Even with the limitations there, I've manged to get much farther than most.

But I still get these fools that seem to insist that I be held to that level of rigor when they cannot even help a person with algae nor have enough control over their own systems at home etc, to even do a decent experiment that rules out all the issues they are bitching about.
If they actually did the experiments and try them out, rather than merely trying to win some on line web argument, they would know a lot more and realize these limitations.

But it's about ego, not information and learning.

The good thing about the approaches I try is that they are universal, they apply to CO2 enriched and non CO2 systems as well and address sediment and water column related issues.

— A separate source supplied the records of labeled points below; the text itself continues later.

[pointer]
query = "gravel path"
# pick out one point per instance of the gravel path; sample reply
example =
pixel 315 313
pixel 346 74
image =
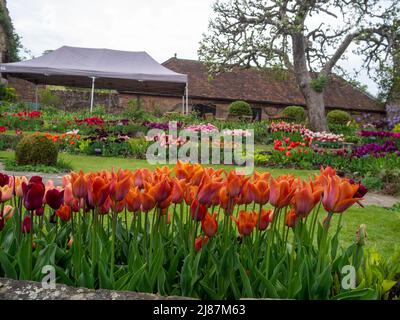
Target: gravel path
pixel 371 198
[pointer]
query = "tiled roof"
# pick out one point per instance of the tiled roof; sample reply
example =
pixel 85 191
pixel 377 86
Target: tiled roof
pixel 267 86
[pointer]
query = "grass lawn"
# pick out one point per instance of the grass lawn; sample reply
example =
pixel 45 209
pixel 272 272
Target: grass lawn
pixel 93 163
pixel 383 226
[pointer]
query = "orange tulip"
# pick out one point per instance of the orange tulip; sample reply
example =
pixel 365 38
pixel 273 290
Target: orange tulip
pixel 265 219
pixel 209 225
pixel 18 186
pixel 249 193
pixel 147 201
pixel 200 241
pixel 339 194
pixel 79 184
pixel 246 222
pixel 133 200
pixel 177 191
pixel 262 194
pixel 291 218
pixel 281 192
pixel 198 210
pixel 208 192
pixel 98 191
pixel 234 185
pixel 160 191
pixel 119 189
pixel 304 200
pixel 6 193
pixel 223 198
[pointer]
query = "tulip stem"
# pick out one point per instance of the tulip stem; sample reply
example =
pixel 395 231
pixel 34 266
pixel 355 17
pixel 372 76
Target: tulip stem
pixel 314 221
pixel 114 226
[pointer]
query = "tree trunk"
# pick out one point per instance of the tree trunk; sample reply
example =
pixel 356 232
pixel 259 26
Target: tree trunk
pixel 314 100
pixel 393 100
pixel 316 109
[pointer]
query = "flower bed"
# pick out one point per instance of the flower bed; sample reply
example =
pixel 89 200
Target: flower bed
pixel 192 231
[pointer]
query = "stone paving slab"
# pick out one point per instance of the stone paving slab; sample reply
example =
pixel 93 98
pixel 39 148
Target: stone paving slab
pixel 28 290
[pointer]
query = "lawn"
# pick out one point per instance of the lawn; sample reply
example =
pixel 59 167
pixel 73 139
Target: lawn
pixel 383 226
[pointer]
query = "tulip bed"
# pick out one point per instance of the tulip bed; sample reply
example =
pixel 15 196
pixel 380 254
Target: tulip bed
pixel 190 231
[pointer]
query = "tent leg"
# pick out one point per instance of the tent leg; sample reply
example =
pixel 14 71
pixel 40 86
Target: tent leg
pixel 36 98
pixel 92 96
pixel 187 99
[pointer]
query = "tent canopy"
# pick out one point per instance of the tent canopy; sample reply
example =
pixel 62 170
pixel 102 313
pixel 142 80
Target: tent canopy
pixel 123 71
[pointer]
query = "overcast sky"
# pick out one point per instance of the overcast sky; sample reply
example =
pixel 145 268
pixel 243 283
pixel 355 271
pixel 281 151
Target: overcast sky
pixel 160 27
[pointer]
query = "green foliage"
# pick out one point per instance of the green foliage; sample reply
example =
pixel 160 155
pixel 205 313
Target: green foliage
pixel 7 93
pixel 62 166
pixel 36 150
pixel 48 98
pixel 9 141
pixel 240 108
pixel 134 110
pixel 297 113
pixel 139 148
pixel 338 117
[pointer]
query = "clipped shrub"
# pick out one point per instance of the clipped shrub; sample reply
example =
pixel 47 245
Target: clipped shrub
pixel 240 108
pixel 7 94
pixel 297 113
pixel 36 150
pixel 338 117
pixel 48 98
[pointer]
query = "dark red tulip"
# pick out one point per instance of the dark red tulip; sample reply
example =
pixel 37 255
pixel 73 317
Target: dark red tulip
pixel 4 180
pixel 39 212
pixel 33 195
pixel 26 225
pixel 55 198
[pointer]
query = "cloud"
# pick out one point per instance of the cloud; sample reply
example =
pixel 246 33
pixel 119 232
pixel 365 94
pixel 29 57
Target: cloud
pixel 160 27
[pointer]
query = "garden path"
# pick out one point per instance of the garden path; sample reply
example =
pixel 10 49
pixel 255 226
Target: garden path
pixel 371 199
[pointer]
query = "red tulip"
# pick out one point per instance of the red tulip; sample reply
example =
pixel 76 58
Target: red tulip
pixel 33 195
pixel 245 222
pixel 208 192
pixel 200 241
pixel 55 198
pixel 265 219
pixel 64 213
pixel 26 225
pixel 4 179
pixel 209 225
pixel 291 218
pixel 198 211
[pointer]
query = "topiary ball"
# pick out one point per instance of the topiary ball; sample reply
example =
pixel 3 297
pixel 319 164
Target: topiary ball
pixel 338 117
pixel 297 113
pixel 35 150
pixel 240 108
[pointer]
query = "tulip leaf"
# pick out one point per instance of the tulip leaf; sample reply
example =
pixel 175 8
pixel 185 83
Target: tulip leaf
pixel 6 265
pixel 357 294
pixel 135 278
pixel 104 279
pixel 248 291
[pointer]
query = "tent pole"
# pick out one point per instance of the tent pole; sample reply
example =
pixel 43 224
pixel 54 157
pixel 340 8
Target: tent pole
pixel 187 98
pixel 92 96
pixel 36 98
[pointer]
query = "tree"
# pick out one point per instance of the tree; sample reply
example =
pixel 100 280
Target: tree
pixel 307 37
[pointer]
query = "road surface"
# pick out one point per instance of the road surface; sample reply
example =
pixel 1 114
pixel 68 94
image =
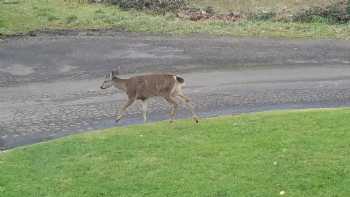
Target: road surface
pixel 49 84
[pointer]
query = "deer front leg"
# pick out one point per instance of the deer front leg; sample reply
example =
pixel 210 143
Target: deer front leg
pixel 144 110
pixel 172 101
pixel 188 104
pixel 122 112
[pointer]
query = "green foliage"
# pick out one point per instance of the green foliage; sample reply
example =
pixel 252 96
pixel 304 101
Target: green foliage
pixel 261 15
pixel 338 12
pixel 303 153
pixel 71 19
pixel 158 6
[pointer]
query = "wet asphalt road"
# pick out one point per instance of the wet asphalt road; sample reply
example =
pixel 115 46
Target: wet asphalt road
pixel 49 84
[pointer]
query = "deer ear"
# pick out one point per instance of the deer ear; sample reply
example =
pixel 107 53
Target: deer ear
pixel 115 73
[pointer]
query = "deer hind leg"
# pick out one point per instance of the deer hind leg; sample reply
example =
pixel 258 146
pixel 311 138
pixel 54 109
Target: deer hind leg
pixel 144 110
pixel 188 104
pixel 122 112
pixel 172 101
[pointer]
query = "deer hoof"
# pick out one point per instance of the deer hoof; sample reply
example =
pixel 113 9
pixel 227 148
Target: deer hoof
pixel 118 118
pixel 196 120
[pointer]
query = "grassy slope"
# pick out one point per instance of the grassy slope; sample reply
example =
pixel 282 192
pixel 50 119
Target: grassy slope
pixel 253 5
pixel 304 153
pixel 26 15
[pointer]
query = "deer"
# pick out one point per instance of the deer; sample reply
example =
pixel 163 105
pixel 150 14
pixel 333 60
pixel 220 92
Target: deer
pixel 143 87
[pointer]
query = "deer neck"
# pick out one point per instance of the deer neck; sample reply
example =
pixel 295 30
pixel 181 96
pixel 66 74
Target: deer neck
pixel 119 83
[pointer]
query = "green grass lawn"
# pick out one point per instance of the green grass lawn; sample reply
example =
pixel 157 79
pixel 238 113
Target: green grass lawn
pixel 303 153
pixel 21 16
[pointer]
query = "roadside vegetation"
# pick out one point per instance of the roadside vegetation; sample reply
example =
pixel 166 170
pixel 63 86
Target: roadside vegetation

Simply using an algae inducement model to determine likely causation for blooms has eluded aquarist, but it a very powerful simple tool to address such noxious over discussed issues.

You'd figure someone would do more on this topic given all the hassle, all effort in attempts at resolving the issue, labor etc.

That's how I went about it anyway.

Works too, better than the other speculators and snake oil vendors.
So right there, (even if I am wrong, which I might be), I'm still a lot closer to being right than these clowns.

I also never seem to get any supporting references from these folks also oddly, no test methods and possible issues one might look for that confound the results potentially .........why is that? :cool:

It's easy to be a hack, give folks a hard time personally, but it's much harder and much more a positive influence on the hobby to take the other path.